To clarify I use cumin or even onions in alu posto because I like the flavours of both. I didn’t use turmeric earlier but started doing so after seeing yellow alu postos served in Mumbai Bengali restaurants.

Noone has taught me this version, it is my version of alu posto and not the quintessential alu posto and it works for me.

So follow the recipe at your own risk.

29/7/12 Update

Cooked alu posto after ages today. For a series of cooking demos for an agency which is planning to create an online lifestyle channel.

Skipped onions today to make it traditional.

The recipe…heat oil, add green chilli and dry red chilli, kalo jeere, parboiled potatoes, turmeric, jeera or cumin (my fav spice not traditional) , chili powder…stir…add crushed posto & water paste…cook… read on

Here’s the cooking video

The original post: 


Alu posto is a rare Bengali vegetarian classic. It’s popularity cuts across folks from different communities. But then potatoes are addictive. As are poppy seeds! And no animals are harmed are in its making. So alu posto’s universal popularity is no surprise. And, of course, there is the little detail of it being a very light and delicately flavoured dish.

Intrigued by the ‘Seventies Show’ tag? Well alu posto means potatoes (alu) cooked in poppy seeds (posto). The Flower Child of the food world.
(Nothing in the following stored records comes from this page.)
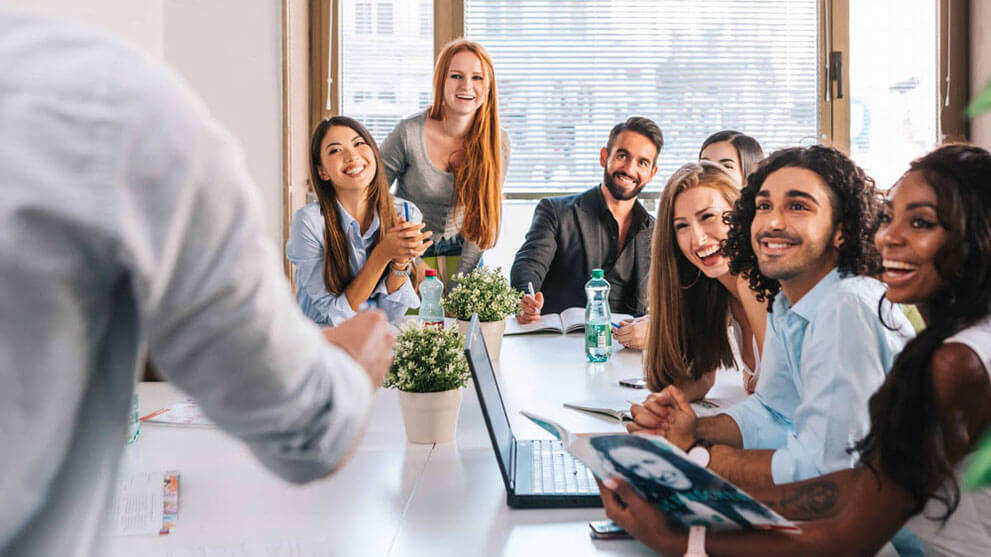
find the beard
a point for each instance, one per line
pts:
(616, 191)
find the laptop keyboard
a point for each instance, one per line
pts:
(556, 471)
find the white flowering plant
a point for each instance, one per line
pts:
(428, 360)
(483, 291)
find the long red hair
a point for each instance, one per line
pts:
(478, 177)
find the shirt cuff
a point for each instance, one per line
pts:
(784, 467)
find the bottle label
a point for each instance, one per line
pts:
(598, 335)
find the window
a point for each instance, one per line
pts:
(568, 71)
(894, 99)
(384, 18)
(384, 80)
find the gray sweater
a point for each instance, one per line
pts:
(404, 153)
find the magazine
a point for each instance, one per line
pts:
(662, 474)
(568, 321)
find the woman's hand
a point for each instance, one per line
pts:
(632, 333)
(405, 241)
(634, 514)
(667, 414)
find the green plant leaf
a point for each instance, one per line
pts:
(981, 104)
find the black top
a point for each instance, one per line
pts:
(570, 236)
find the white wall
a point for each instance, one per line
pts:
(230, 51)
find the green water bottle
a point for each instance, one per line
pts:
(598, 327)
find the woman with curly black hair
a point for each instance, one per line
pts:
(935, 239)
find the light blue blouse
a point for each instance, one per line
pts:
(823, 358)
(305, 249)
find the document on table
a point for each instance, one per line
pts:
(147, 503)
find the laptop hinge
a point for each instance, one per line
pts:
(512, 464)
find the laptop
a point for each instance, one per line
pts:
(538, 473)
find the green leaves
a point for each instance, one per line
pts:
(428, 360)
(484, 291)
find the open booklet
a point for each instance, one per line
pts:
(662, 474)
(568, 321)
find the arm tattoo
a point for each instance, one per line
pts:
(811, 501)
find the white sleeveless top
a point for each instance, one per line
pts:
(968, 531)
(736, 343)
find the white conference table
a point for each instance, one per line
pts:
(392, 498)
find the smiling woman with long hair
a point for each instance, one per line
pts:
(927, 416)
(702, 317)
(451, 158)
(353, 246)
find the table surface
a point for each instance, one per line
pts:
(393, 498)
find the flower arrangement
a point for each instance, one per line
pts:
(483, 291)
(428, 360)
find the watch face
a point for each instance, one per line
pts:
(699, 455)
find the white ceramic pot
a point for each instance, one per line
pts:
(492, 333)
(430, 417)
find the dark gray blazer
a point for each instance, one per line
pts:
(561, 250)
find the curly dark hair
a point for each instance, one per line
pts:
(855, 210)
(906, 435)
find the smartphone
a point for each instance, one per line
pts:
(606, 530)
(634, 383)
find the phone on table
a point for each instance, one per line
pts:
(606, 530)
(634, 383)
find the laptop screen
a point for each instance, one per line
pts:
(489, 397)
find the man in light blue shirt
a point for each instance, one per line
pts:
(802, 231)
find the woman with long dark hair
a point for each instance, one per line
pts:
(353, 246)
(451, 158)
(934, 405)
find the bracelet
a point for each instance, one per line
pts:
(404, 271)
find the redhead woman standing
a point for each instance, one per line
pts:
(451, 159)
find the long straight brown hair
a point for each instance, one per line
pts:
(336, 267)
(478, 178)
(687, 335)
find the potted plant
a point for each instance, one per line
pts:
(486, 292)
(429, 370)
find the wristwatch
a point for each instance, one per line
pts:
(402, 272)
(696, 542)
(699, 452)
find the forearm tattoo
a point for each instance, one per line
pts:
(811, 501)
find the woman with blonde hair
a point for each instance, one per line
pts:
(451, 159)
(701, 317)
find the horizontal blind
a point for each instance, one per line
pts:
(567, 71)
(386, 61)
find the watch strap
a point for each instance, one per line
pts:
(696, 542)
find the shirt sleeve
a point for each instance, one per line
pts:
(305, 250)
(394, 153)
(841, 367)
(760, 427)
(213, 304)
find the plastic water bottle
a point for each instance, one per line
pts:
(598, 324)
(431, 313)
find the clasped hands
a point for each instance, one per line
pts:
(667, 414)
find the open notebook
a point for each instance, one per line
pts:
(568, 321)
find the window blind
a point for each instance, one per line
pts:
(567, 71)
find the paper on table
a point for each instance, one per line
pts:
(146, 504)
(186, 412)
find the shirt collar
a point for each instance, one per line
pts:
(351, 226)
(807, 307)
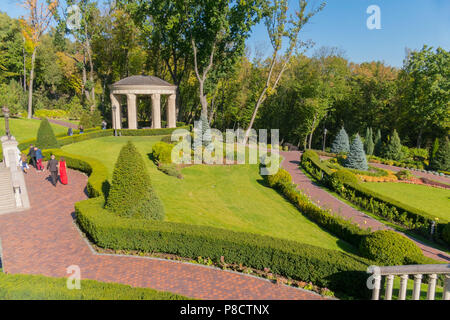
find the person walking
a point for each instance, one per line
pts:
(52, 166)
(24, 162)
(39, 158)
(62, 171)
(32, 155)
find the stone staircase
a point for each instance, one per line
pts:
(7, 198)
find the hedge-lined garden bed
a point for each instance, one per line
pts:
(386, 207)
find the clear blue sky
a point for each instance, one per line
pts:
(342, 24)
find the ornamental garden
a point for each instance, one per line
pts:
(340, 155)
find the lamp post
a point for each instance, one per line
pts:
(6, 114)
(324, 138)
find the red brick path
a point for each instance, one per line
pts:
(291, 161)
(44, 240)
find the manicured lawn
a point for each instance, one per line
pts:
(24, 129)
(230, 197)
(31, 287)
(434, 201)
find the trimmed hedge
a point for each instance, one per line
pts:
(149, 132)
(46, 137)
(390, 248)
(414, 219)
(341, 272)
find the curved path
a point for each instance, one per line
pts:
(45, 240)
(291, 162)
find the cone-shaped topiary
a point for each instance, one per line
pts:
(432, 152)
(393, 150)
(377, 144)
(46, 137)
(341, 142)
(131, 194)
(356, 158)
(441, 160)
(368, 143)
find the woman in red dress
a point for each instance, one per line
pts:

I had not posted this recipe as most Bengali food blogs have it. We served it to Australian food blogger, Spice and More , and her lovely family when they visited us on Sunday night. Mama and Papa loved it and wondered why I hadn’t put up the recipe so far. (The kids were jet lagged and sleeping inside).
Taking up from the earlier poppy discussion, Spice and More told us about how she was once stopped at Singapore airport when she was taking khous khous in for cooking. Now who would explain the magic of Lebanese cooking to the sniffer dogs and their vigilant masters?
I used to count days for my trips back home when I moved into Mumbai. My mom’s alu posto would call out to me.
Survival warranted that I learn to make it myself. It is quite a simple recipe actually which I have learnt through trial and error. I have trained my cook, Banu, to make it. She made yesterday’s version and I must proudly say that she did a very good job of it.
So here’s how you can make a heady alu posto for four:
Ingredients:

  • 2 dry red chillies
  • 2 bay leaves
  • 1/2 tea spoon: kalo jeera/ kalonji/ onion seeds/ nigella seeds (different names for the little, black seeds)
  • 1/2 a red onion, shallot … finely chopped
  • 6 potatoes: cubed and parboiled. Parboiling ensures that you don’t have to use too much oil
  • 50 g Posto/ poppy seeds, khus khus in Hindi, Khous Khous in Lebanese: ground into a powder and then made into a thick paste by adding a bit of water
  • Spices: 1 tea spoon each of turmeric and cumin powder. 1/2 tea spoon each of red chilly powder and sugar. 1 tea spoon, or more, of salt
  • 3 green chillies spilt into half
  • 1 table spoon cooking oil. While any oil will do, the traditional Bengali oil of choice is mustard oil. I can’t stand it!

Process:

  • Heat oil in a pan
  • Add dry red chillies once the oil is hot
  • Let it splutter, add bay leaves
  • Let it crackle, add the black onion seeds
  • Add onion and stir till they turn translucent
  • Add potatoes (which should already be soft)
  • Add poppy paste
  • Add spices and a tea spoon of salt
  • Throw in the green chillies
  • Stir. Should be done in 5 minutes. Add a bit of water of the potatoes are hard

I like to dry the dish at the end and prefer the potatoes to have a slight edge or crunch. Ideally the potatoes should look braised. There are other versions which are slightly more soupy or squishy. I don’t like them
This is best enjoyed with steamed rice. You can also have them with rotis or plain parathas. There is nothing to stop you from having them with bread or by itself either.
It is addictive. You have been warned.

No Comments

  • Try this as a variation to your recipe. Leave out the onions and cumin. Wet grind the posto – add a couple of cloves of garlic to it. I know all the purists will react a bit violently to this but it's yummy. Especially if you're also adding jhinge (ridge gourd) or potol (pointed gourd) to the aloo

  • at semanti actually the one I made yesterday was without onions…i kept cumin though as I love the flavour…garlic would give it a Bangladeshi flavour?